# Red Friday-Suppport The Troops- Kitchener/Waterloo- Friday- October 24 2008



## Bruce Monkhouse (19 Oct 2006)

The City Of Waterloo and the Parents Support Group of Kitchener present:

SUPPORT OUR TROOPS RALLY!

When:  Friday Oct 20 from 12pm  to 1pm

Where: Behind the city hall in Waterloo at the cenotaph.

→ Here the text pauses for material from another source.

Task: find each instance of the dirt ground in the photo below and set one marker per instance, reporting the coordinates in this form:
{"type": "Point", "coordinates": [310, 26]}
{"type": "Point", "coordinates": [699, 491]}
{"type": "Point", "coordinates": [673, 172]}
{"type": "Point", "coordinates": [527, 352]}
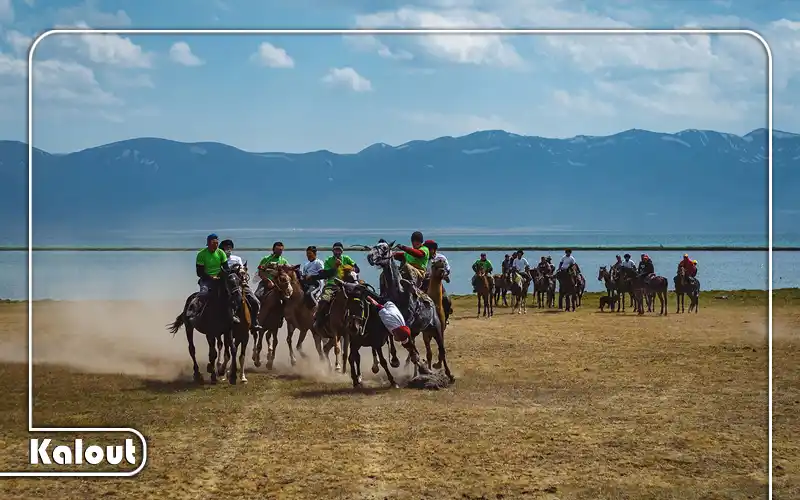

Why: To support out troops by wearing red.

Wear Red Homepage

Just saw this on my favourite night shift radio station, KICX 106 in Waterloo.
I plan on getting up early and heading over,...........any other takers?   
[You RIM guys know who I mean ]


----------



## Bruce Monkhouse (19 Oct 2006)

http://www.kicx106.com/index.php?set_language=en&cccpage=supporttroops


----------



## Devlin (19 Oct 2006)

Count me in Bruce sending a note to Whiskey right now...


----------



## Brat56 (19 Oct 2006)

I'm going...between my bus runs! Would like to meet you all!


----------



## RHFC_piper (19 Oct 2006)

I'll be there.


----------



## Bruce Monkhouse (19 Oct 2006)

Two things....I don't know Waterloo very well. What would be a good RV?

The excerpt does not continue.